Why Merely Dumping Sex Toys Into The Trash Can Be Dangerous
According to Coyote Days, purchasing and product manager of Good Vibrations, sex toys are included in ‘premium’ products, which utilize the same technology as some cell phones: including rechargeable batteries or lithium-ion batteries. If they are only being tossed into the trash, they would leach the same toxins and chemicals as cell phones. With high-tech toys operated via remote controls, or maybe even advanced motors, the potential for toxins leaching out is a little more. It was not a problem before people adopted this advanced technology, or people were not looking at it in the same manner. Everyone prefers their toys to be made of silicone since it is easy to clean, and relatively easy to mold into several possible shapes, but it never disintegrates.
How Other Sex Toy Stores Are Catching Up
Other sex toy stores are gradually following the trend. Apart from Come As You Are, there’s Portland-based Scarlet Girl and the UK based Love Honey, both of which share similar sex-positive and environmentally conscious sentimentalities. In all the examples mentioned above, these retailers do not undertake the entire recycling process upon themselves, but on the other hand, they expedite it a necessary in-between step making it possible for the end-consumers to recycle their sex toys.
Most of the recycling process involves breaking down the toys into their components, sorting them according to different parameters, and finally privately contract it out to other companies for further recycling. Some already get the battery recycling done at the storefront, before waiting to amass sufficient ABS plastic for shipping out with sufficient silicone repurposed for different uses.

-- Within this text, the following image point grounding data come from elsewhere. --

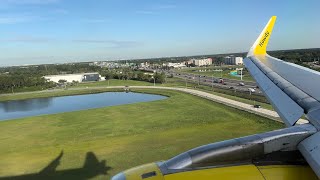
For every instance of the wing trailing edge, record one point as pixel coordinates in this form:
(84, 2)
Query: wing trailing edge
(292, 90)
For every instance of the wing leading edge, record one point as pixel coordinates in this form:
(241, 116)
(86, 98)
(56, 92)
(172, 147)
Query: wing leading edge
(292, 90)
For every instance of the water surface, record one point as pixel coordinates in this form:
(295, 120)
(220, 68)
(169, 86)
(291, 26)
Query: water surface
(39, 106)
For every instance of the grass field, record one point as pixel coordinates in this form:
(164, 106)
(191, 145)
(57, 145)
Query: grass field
(124, 136)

Another obstacle develops at the stage of return. Although a huge boom in sales across all boards—an average of $15 billion at this point—has resulted in sex toys finding their space on the shelves of CVS and Walmart, while a huge deal of sex toy shopping happens online. While sex-positive toy outlets are available for toy returns, it is only when the product turns out to be defective.
Lamon says that they do not allow returns for sex toys that seem to be perfectly functional since the industry has had a bad reputation with reselling used toys. This can be explained by stories of customers mentioning used toys they had purchased from other store owners having been found covered in pubic hair.
Good Vibrations is another sex toy store retailer, and it does not maintain its indie recycling incentive feature. However, according to Coyote Days, the retail label is conscientious enough about seeing that all their defective merchandise returns are thoroughly processed before disposal.
The Final Verdict
In a scenario like this, you are compelled to wonder: is throwing vibrators with the remainder of the recycling such a bad idea after all?
According to Days, there is simply a stigma attached to items meant for personal use. Therefore when you attempt to call an e-waste facility or manage to figure out how to effectively dispose of your sex toy, there’s a problem. You are faced with similar types of pervasive mentalities and attitudes that we often witness in conventional American culture: shame, humiliation, or getting freaked out about using the product somebody already used.